She giggled, and swatted me on the shoulder. “Oh, stop.”

Max untangled her hand from mine and said under her breath, “Really, please stop.”

Max took control of the album and flipped through the book quickly, giving me barely any time to look at the pictures, but one thing was obvious. Max’s parents never let her be herself when she was younger. They dressed her in pink, frilly things that you could tell she didn’t like. Her hair was blond and always curled in perfect ringlets.

I leaned into her ear and whispered, “You’re naturally blond? It’s getting easier every minute to picture you in that cheer uniform.” If looks could take physical form, the one she gave me would have been a bitch slap.

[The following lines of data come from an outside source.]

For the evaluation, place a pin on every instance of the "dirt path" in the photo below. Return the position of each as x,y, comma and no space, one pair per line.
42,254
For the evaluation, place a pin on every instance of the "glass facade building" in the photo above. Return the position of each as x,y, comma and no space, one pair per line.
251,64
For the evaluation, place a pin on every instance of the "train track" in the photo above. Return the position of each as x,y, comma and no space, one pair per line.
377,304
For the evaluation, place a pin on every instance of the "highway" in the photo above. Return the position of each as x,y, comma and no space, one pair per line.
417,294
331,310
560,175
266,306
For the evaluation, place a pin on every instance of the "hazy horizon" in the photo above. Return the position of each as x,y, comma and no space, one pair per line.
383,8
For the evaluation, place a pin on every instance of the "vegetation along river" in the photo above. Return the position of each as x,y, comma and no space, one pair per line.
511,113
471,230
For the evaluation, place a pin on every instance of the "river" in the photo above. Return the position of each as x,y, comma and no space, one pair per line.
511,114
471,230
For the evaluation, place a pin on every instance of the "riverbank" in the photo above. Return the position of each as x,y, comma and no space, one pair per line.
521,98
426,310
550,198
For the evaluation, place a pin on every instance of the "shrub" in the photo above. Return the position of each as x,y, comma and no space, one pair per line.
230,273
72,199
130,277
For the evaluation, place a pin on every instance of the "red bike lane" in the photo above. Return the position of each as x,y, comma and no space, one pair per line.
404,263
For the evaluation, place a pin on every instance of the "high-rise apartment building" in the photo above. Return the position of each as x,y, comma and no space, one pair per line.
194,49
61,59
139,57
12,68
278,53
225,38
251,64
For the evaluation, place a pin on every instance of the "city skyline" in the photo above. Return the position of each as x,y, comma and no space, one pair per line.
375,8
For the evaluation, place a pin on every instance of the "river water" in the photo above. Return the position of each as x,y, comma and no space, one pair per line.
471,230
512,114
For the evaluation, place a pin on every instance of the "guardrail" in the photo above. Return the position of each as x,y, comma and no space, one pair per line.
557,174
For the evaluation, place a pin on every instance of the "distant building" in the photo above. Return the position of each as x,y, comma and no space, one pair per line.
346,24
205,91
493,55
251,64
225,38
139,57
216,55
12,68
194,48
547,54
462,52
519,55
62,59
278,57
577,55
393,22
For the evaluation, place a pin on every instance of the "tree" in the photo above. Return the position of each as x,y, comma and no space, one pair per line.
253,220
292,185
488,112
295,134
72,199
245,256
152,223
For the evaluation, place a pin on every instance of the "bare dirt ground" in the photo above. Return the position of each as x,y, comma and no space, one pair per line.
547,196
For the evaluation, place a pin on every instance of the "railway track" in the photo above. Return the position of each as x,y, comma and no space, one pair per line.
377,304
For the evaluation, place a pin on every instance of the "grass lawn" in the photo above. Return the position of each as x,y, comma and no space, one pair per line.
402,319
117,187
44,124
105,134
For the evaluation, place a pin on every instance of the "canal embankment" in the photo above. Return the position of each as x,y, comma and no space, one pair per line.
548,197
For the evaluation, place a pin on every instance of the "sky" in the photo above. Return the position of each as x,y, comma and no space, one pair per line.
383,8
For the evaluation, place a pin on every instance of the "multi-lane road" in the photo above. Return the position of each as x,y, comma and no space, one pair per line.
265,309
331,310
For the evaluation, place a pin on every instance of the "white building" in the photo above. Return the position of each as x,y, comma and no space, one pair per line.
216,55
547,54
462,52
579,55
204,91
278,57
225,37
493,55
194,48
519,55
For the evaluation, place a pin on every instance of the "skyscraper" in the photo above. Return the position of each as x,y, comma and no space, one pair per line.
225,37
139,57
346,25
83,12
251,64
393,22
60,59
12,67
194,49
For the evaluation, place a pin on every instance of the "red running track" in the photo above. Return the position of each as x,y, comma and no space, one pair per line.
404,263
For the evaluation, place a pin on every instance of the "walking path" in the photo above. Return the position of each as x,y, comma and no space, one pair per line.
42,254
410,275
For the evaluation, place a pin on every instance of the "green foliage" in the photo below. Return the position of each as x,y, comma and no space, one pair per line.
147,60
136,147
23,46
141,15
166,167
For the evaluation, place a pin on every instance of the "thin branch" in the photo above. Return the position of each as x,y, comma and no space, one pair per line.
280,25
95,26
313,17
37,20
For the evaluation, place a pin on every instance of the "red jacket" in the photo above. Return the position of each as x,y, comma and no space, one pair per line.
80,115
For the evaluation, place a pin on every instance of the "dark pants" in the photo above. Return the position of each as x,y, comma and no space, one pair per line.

She looked picture-perfect in every photo. Like a Barbie doll, and her smile in each was just as plastic. She was beautiful, but sad. She flipped the page, and I was treated to the real Cheerleader Max mid toe-touch.

“And now I no longer have to picture it.”

Her glare stayed firmly in place, but her lips curled up at the end slightly.

“Did you play sports?” Mrs. Miller asked me.

“I did, yes. Football and basketball.”

Max paused in turning the page and said, “Really?”

“I did grow up in Texas. Plus, I was good at it.”

She laughed. “Of course you were.”

“I bet you were a great cheerleader.”

“Great? Not really. Nearly homicidal? Sure.”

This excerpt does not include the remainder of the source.